Taking place before three separate and different product launches and time periods in 1984 (the Macintosh), 1988 (NeXTcube), and 1998 (iMac) represented through distinct filming formats (16mm film, 35mm, and digital video), Steve Jobs has all of Boyle's trademark kinetic energy and dazzling visuals as he injects various scenes of walking and talking in and out of theatre hallways with stylistic flair and wit.
What Michael Fassbender captures so well as Jobs is his elusiveness and complete arrogance. Sorkin moulds the film around a father and daughter story mirroring his own and Boyle's paternal feelings.
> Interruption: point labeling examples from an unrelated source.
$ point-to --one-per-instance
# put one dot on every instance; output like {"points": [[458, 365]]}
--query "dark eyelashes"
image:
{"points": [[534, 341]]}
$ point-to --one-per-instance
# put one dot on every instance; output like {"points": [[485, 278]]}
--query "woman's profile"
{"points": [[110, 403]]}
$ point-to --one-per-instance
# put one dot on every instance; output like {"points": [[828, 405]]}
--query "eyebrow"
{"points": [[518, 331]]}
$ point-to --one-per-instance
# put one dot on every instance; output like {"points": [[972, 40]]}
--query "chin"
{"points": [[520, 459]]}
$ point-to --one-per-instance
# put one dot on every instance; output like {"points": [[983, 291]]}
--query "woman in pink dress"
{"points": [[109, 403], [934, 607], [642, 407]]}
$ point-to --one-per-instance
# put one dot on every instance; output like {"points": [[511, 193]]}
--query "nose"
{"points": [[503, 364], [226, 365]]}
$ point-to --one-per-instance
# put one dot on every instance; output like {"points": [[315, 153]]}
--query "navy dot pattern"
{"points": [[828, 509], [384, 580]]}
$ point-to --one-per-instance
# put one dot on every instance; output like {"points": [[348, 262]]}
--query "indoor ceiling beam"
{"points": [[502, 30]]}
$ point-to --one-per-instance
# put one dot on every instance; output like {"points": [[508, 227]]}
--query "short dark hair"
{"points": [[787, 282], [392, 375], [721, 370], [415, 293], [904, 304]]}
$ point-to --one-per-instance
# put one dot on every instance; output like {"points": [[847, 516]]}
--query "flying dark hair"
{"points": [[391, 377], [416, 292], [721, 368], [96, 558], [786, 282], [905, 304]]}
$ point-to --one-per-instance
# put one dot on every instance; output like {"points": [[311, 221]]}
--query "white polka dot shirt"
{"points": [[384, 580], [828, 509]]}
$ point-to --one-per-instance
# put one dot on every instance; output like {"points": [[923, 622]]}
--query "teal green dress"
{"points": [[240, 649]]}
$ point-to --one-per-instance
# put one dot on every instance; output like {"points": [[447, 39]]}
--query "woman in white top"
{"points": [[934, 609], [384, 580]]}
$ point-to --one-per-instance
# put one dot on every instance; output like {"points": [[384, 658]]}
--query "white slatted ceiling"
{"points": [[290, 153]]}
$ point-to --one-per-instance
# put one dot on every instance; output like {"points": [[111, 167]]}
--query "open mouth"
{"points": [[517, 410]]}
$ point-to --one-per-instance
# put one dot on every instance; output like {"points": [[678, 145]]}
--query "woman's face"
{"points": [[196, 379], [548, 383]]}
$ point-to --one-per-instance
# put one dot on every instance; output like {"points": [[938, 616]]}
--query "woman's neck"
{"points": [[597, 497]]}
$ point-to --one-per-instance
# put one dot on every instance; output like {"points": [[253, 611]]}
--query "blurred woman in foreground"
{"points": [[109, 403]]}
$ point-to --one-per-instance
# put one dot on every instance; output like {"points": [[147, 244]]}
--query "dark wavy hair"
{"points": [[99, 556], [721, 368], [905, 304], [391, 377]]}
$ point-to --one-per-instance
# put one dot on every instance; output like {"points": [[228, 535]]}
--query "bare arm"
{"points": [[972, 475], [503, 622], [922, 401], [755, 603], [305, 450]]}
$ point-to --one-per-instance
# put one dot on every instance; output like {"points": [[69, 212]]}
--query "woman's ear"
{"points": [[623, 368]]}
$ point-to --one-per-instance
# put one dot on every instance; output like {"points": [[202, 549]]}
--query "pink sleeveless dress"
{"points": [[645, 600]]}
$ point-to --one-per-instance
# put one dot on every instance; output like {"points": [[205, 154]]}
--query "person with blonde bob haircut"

Lisa Brennan-Jobs, Jobs' estranged daughter is portrayed by three actresses at different ages (Makenzie Moss, Ripley Sobo, and Perla Haney-Jardine) and their often tumultuous relationship along with Lisa's mother (played by Katherine Waterston) are firmly at the heart of the narrative putting all his ambition and drive into a greater human context.
What makes the unconventional, semi-biographical film so compelling, despite the limitations and repetitive nature of its somewhat contrived real-time three act structure across time periods, is the repertory cast of actors playing the same characters at different ages. Kate Winslet is essential and remarkable as Joanna Hoffman, Jobs' closest collaborator and head of marketing, who gives a window into his madness as one of his few challengers and loyalists. Seth Rogen does fine dramatic but still charming work as the affable but occasionally combative Apple co-founder, Steve Wozniak (who was a consultant on the film). Jeff Daniels and Michael Stuhlbarg also pitch in with superb supporting turns playing both aids and foils to Jobs' distinct vision as former Apple CEO John Sculley and original Mac team member Andy Hertzfeld.
Instead of just further mythologizing Jobs into our greater popular culture, Sorkin and Boyle make Steve Jobs a complete cinematic and theatrical experience full of all the expected Shakespearean drama and intrigue you would expect from such a dominant, influential cultural figure. Fassbender is able to both shed and reinterpret the popular image of a man so ingrained in our public consciousness through expressing reimagined versions of his trademark product launches. Steve Jobs the film is remarkably able to think differently about Steve Jobs the human being.